Of course he was lying. He had one of the most important contacts that one could have in Iran but he didn’t trust the man in the passenger seat with that kind of information. Not to mention, Bishara’s relationship with Minister Al-Ajlani was delicate. Al-Ajlani could not publicly support what Bishara was doing unless the plan fully succeeded, then it wouldn’t matter what their political partnership was.

Azraq Jiden Island

Imam Nazari sat in a large, luxurious conference room. Pink marble floors butted up to antique trim work that started with tall stained plinth blocks and ended with walnut crown molding. He had personally picked the location for his next press release; his fourth in seven days.

“Imam Nazari, has the state of Israel attempted to make contact with you?” The interviewer asked. It was one of his own men and the questions he was to ask had been written by Nazari. There would be no surprises.

“They have not.” He answered. The tone of his reply was solemn, with measured sadness.

“Why do you think that is?”

“I can only speculate. My hope is that I am wrong but perhaps they do not actually want peace. Or, maybe just not peace with Palestinians. I don’t really know exactly?” He said.

“And what options do you have open to you, should they continue with this silence?” The man asked.

Nazari pretended to labor over the question.

“At a certain point there is nothing left for me to do. I can’t even continue to hold my people, Hamas, at bay. They will not wait any longer. It has been months since I first declared the ceasefire. One of the things that I promised my people to get them to lay their weapons aside, was that Israel wanted peace and that they would certainly come to the table and work out a deal with us. The longer those same people see nothing happen…well they are not stupid. They will not keep their guns silent forever.” Nazari looked as if he was about to shed a tear; part of the act.

The cleric knew he had the International community eating out of his hand. They wanted so badly to believe that the Palestinian and Arab conflict with Israel had a foreseeable and peaceable end that they were ready to believe anything. It was easy really.

Yasser Arafat had already laid much of the ground work that Nazari levied in the press. Once the American President, Bill Clinton, made sure that Arafat received the Nobel Peace Prize in 1997, the World refused to look at the former leader of the Palestinian Liberation Order with an objective eye. Some of his proponents even acknowledged his terror tactics, (bus bombings, beheadings, kidnappings and suicide missions), but dismissed their vulgarity as being the leader’s only option of receiving the level of attention that was necessary to perpetuate change.
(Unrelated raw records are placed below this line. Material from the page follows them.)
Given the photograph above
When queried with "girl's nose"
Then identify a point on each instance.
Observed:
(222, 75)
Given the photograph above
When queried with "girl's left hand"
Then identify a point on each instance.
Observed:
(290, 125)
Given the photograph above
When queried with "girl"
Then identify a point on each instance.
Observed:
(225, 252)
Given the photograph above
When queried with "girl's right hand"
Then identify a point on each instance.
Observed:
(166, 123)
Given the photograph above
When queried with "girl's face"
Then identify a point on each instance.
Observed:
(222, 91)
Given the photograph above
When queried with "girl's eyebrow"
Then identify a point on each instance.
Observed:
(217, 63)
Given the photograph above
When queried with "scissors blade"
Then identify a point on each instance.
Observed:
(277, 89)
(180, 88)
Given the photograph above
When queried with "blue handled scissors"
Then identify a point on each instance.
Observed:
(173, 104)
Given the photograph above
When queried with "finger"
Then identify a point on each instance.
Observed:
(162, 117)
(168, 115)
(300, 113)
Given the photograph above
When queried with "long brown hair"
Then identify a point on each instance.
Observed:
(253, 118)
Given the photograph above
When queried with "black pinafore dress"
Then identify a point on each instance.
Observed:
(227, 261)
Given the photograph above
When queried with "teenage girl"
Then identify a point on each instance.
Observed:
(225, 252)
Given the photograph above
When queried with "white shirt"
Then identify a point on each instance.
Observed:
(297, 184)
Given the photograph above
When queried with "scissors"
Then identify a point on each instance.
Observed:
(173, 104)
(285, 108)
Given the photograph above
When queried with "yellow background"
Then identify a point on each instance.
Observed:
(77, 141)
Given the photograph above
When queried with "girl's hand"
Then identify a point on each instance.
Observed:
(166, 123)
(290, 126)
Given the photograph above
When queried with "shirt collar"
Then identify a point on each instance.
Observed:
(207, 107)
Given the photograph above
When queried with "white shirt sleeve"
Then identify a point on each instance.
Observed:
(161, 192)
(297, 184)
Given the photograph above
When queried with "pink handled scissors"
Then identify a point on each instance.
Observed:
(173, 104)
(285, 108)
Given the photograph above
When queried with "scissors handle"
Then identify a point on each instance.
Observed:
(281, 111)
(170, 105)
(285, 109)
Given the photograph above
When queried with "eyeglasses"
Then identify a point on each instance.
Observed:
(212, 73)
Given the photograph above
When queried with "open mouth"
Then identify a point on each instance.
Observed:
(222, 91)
Nazari knew it was garbage; just rhetoric the world employed to avoid confrontation with their own conscious. It was not rational to view the charred remains of a city bus on the six o’clock news and think, ‘these people must want peace’. He used the naiveté to his advantage. Like a seasoned politician, Nazari followed in the footsteps of his famed predecessor, while managing to stand on his own personality.

The cameraman zoomed in with an extreme close up to ensure that he captured the display of emotion in the Hamas leader, Nazari’s forlorn face took up the breadth of the camera lens.